Siggraph 2007 was underway this week, and the four papers of Character Animation I were covered here (1, 2, 3, 4). This kind of technology is very useful for creating next-generation AI. Over the next few days, you’ll find out about the remaining contributions at this year’s event.
Another paper from Carnegie Mellon Graphics Lab presents techniques for constructing and searching interpolated motion graphs. There are two innovations here:
Representing the desired motion as an interpolation of different paths through a motion graph.
Using an anytime A* algorithm to search through the graph of possible motion clips.
This approach combines the benefits of the motion graphs for creating natural looking transitions, yet it allows the animation to be constrained physically also.
View or download the movie (MOV, 24 Mb).
Here’s the abstract:
Many compelling applications would become feasible if novice users had the ability to synthesize high quality human motion based only on a simple sketch and a few easily specified constraints. We approach this problem by representing the desired motion as an interpolation of two time-scaled paths through a motion graph. The graph is constructed to support interpolation and pruned for efficient search.
We use an anytime version of A* search to find a globally optimal solution in this graph that satisfies the user’s specification. Our approach retains the natural transitions of motion graphs and the ability to synthesize physically realistic variations provided by interpolation. We demonstrate the power of this approach by synthesizing optimal or near optimal motions that include a variety of behaviors in a single motion.

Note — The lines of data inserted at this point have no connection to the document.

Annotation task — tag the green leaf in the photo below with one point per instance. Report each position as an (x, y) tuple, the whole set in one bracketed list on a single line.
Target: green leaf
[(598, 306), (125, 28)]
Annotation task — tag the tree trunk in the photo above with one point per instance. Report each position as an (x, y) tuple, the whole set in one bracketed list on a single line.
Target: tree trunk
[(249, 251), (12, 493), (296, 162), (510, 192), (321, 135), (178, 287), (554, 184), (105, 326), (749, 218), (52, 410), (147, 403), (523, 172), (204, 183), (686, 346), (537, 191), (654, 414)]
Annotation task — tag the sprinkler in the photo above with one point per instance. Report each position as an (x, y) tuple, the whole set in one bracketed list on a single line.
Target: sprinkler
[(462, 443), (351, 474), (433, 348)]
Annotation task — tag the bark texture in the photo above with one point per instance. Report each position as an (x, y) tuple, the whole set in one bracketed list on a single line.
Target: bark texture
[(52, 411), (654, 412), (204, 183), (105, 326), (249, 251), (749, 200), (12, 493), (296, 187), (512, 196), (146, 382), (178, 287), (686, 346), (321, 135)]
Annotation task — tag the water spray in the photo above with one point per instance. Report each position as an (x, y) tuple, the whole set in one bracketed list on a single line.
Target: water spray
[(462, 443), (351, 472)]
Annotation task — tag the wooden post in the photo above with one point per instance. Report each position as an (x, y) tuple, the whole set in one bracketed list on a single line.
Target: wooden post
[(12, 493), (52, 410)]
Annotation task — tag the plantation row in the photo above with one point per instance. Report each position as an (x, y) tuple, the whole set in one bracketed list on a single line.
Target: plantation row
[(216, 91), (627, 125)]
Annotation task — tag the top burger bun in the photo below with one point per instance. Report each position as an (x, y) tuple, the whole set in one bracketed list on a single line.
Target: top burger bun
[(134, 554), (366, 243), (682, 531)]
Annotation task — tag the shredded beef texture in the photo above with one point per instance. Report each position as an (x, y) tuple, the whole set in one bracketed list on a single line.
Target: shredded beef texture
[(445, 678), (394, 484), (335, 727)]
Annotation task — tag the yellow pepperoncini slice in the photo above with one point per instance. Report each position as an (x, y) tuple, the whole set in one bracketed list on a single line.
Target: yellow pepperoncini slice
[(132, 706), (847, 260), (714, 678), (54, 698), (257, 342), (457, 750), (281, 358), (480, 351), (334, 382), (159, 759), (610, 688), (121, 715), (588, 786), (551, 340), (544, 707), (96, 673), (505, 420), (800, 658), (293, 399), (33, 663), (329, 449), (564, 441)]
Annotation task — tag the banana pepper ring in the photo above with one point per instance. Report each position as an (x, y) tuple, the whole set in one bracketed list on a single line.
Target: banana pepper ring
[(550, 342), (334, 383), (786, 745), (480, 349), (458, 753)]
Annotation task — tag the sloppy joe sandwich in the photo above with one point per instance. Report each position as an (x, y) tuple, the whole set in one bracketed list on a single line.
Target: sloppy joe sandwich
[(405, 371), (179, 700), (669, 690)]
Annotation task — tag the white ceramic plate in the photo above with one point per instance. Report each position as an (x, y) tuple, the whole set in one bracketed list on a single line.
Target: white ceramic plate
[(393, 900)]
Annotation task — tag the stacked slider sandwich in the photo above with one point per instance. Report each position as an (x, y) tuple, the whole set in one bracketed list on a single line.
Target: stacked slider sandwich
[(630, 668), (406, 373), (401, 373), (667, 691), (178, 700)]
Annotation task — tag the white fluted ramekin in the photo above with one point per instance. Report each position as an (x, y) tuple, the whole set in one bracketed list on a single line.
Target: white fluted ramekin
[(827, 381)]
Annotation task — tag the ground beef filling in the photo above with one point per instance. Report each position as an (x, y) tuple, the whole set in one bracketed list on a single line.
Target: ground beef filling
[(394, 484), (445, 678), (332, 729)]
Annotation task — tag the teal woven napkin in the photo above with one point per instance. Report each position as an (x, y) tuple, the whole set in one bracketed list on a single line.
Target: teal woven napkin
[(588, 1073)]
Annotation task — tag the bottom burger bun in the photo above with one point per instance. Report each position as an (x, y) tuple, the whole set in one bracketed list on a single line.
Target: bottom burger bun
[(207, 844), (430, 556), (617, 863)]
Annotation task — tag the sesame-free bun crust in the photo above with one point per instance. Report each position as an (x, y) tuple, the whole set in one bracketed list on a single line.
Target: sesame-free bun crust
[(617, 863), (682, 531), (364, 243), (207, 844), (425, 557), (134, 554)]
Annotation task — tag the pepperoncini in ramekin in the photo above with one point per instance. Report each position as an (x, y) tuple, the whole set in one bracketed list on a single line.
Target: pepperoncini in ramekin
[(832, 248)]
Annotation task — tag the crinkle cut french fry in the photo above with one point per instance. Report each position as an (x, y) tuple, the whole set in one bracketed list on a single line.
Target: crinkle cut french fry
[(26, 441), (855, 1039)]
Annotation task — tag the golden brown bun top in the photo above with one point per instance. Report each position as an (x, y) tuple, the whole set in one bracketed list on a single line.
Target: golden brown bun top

Download the paper (PDF, 4.5 Mb):
Construction and Optimal Search of Interpolated Motion Graphs Safonova, A. and Hodgins, J. K. ACM Transactions on Graphics 26(3)
Here’s a quick assessment of the technology based on how easy it would be to use for upcoming games.
- Applicability to games: 8/10
- This kind of technology is perfect for AAA studios that can afford to capture lots of animations to provide the ability for interpolation. EA uses similar concepts behind this technology on its sports games already.
- Usefulness for character AI: 9/10
- While it may not always be feasible to motion capture all the AI behaviors, this is certainly one of the best ways to use them in a physically realistic way. This approach also provides a very elegant and logical interface between AI and animation.
- Simplicity to implement: 7/10
- The interpolation itself is quite easy to implement, but it requires building the motion graph to support it. A* is also straightforward to code up, but the heuristic requires a solid animation background.
Interpolation used for grabbing targets.
How do you think this kind of technology can be useful to game AI?